La International Football Association Board (IFAB) dio un nuevo paso en su cruzada contra la pérdida de tiempo y las interrupciones excesivas en los partidos. En su última Reunión Anual de Negocios (ABM), celebrada en Londres, el organismo respaldó una serie de modificaciones reglamentarias que apuntan a mejorar el flujo del juego y aumentar el tiempo neto de balón en movimiento.
Entre las medidas más destacadas aparece la continuidad del límite de ocho segundos para que los arqueros liberen la pelota con las manos y el avance de nuevos protocolos para regular saques de banda, saques de meta, sustituciones y reingresos tras atenciones médicas. El objetivo es claro: reducir los cortes artificiales y agilizar las reanudaciones.
La IFAB también aprobó extensiones específicas del protocolo del VAR, sin alterar su espíritu original. El videoarbitraje podrá intervenir en tarjetas rojas derivadas de segundas amarillas incorrectas, en casos de confusión de identidad y en saques de esquina concedidos de manera errónea, siempre que la revisión sea inmediata y no afecte el ritmo del partido.
En ese sentido, el organismo reiteró que el VAR debe seguir limitado a las jugadas que cambian el partido —goles, penales, tarjetas rojas directas y errores de identidad— y descartó una ampliación indiscriminada de sus competencias.
La “guerra” contra la pérdida de tiempo
El paquete de medidas incluye cuatro ejes centrales para acelerar el juego:
- Cuenta regresiva en reanudaciones: tras el éxito del límite de ocho segundos para los arqueros, se analiza aplicar un criterio similar en saques de banda y de meta. Si se excede el tiempo, la posesión podría cambiar de equipo.
- Sustituciones más rápidas: se establecería un máximo de diez segundos para que el jugador sustituido abandone el campo.

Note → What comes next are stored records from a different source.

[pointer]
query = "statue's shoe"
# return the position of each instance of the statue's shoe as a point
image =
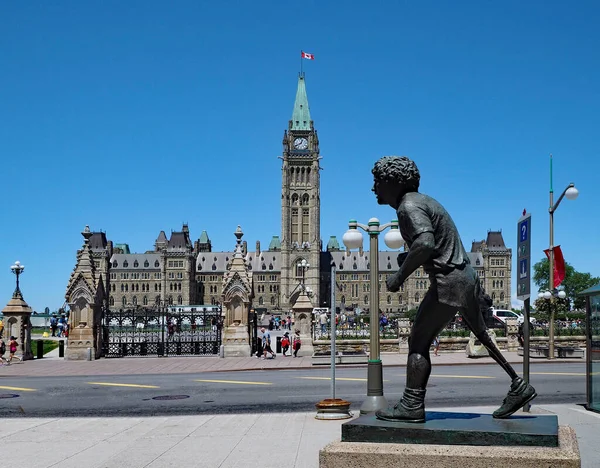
(399, 413)
(519, 395)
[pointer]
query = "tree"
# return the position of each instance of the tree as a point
(573, 284)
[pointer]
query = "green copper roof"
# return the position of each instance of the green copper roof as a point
(333, 243)
(204, 238)
(123, 247)
(275, 243)
(301, 114)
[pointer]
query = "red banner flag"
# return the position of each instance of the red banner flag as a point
(559, 265)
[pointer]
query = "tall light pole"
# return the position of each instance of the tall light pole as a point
(17, 269)
(352, 240)
(571, 193)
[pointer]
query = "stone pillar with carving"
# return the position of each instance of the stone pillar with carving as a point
(302, 310)
(17, 323)
(404, 328)
(85, 296)
(512, 334)
(237, 294)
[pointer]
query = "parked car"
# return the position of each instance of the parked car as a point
(502, 315)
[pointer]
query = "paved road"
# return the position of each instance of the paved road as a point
(267, 391)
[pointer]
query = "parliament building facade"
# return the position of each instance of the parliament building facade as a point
(182, 271)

- Atenciones médicas reguladas: los futbolistas que reciban asistencia deberán permanecer fuera del terreno por un período fijo, aún a definir, para desalentar simulaciones.
- Más tiempo neto: el foco está puesto en elevar los minutos efectivos de juego, que hoy rondan apenas los 52 minutos por partido.
Una reunión técnica con impacto global
El encuentro tuvo carácter técnico y estratégico y no incluyó votaciones formales, pero dejó definido el marco de las propuestas que serán elevadas a la Asamblea General Anual (AGM) de la IFAB, prevista para el 28 de febrero de 2026 en Gales. Allí se decidirá qué cambios se incorporan al reglamento desde la temporada 2026/27, camino al Mundial de Estados Unidos, México y Canadá.
La mesa estuvo integrada por FIFA —con el 50 % del poder de voto— y las cuatro asociaciones británicas fundadoras del fútbol: Inglaterra, Escocia, Gales e Irlanda del Norte. El diagnóstico fue unánime: más dinamismo, mayor justicia tecnológica y menos tiempo muerto.
La Ley Wenger y el fuera de juego
En cuanto al fuera de juego, la IFAB decidió continuar con las pruebas del llamado “Daylight Offside” o “Ley Wenger”, que propone sancionar posición adelantada solo cuando todo el cuerpo del atacante supere al último defensor. Si bien la FIFA se muestra favorable, las federaciones británicas y la UEFA mantienen reparos y piden cautela.
La Premier League canadiense será uno de los primeros torneos en testear la norma desde abril, aunque su aplicación obligatoria fue descartada en el corto plazo.
Tecnología y protección arbitral
La IFAB también ratificó el uso del fuera de juego semiautomático (SAOT), avanzó en el desarrollo del Football Video Support (FVS) para ligas con menor infraestructura y respaldó pruebas con cámaras corporales para árbitros, orientadas a capacitación y transparencia.
Además, se reforzó la directriz que limita el diálogo con el árbitro al capitán del equipo y se aclararon interpretaciones sobre penales con doble toque accidental, para evitar nuevas polémicas.
Las decisiones finales se conocerán el 28 de febrero, cuando la IFAB vote oficialmente los cambios que podrían marcar una nueva era en el reglamento del fútbol mundial.